[Analytics] If China cuts rare earth supplies, what can the US do?

An excavator loads rare earth onto a truck on a quay at the Port of Lianyungang in Lianyungang city, east China’s Jiangsu province, on November 4, 2012. Photo: AFP. Sketched by the Pan Pacific Agency.

China has once again hinted strongly that it may retaliate against the United States in the latest trade war round by cutting off US supplies of rare earth products. While President Donald Trump has raised tariffs on many Chinese exports to the United States, no tariffs were put on rare earth materials. As matters now stand, the US and its top Asian allies are totally dependent on China for rare earth metals and products, a dangerous situation impacting both national security and competitiveness, even halting the emerging battery-powered car market that depends on rare earth materials. Stephen Bryen specially for the Asia Times.

What can the US do?

China produces about 97% of rare earth ore, 97% of rare earth oxides, 89% of rare earth alloys, 75% of neodymium iron boron magnets (NdFeB) and 60% of samarium cobalt magnets (SmCo). The United States almost entirely lacks the refining, fabricating, metal-making, alloying and magnet manufacturing capacity to process rare earths and is nearly completely dependent on China.

Defense applications

Rare earth metals are used in commercial and defense applications. For example, Virginian-class nuclear-powered submarines each use 9,200 pounds of rare earth metals, while Arleigh Burke guided missile destroyers require about 5,200 lbs of rare earth metals – there are 66 destroyers in service and 14 either under construction or on order.

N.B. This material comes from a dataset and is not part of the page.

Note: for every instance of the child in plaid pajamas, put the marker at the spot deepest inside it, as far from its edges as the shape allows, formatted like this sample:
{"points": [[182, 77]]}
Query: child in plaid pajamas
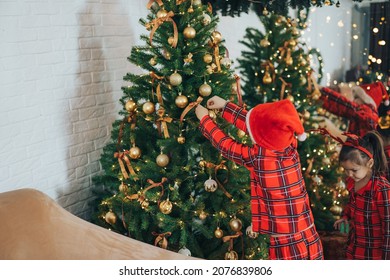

The F-35 Joint Strike Fighters each require 920 lbs of rare earth metals – 380 have been built so far and the total buy for the US alone is 2,663 aircraft with Japan now about to order an additional 105 F-35s.

Overall, the US defense market for rare earth materials is less than 5% of domestic consumption. But the defense market needs are for very high leverage applications such as fin actuators in missile guidance and control systems, disk drive motors installed in aircraft, tanks, missile systems and command and control centers, lasers for enemy mine detection, interrogators, underwater mines and counter-measures, satellite communications, radar and sonar on submarines and surface ships and optical equipment.

The Rare Earth Technology Alliance writes: “The electrical systems in aircraft use (rare earth) samarium-cobalt permanent magnets to generate power. These magnets are also essential to many military weapons systems.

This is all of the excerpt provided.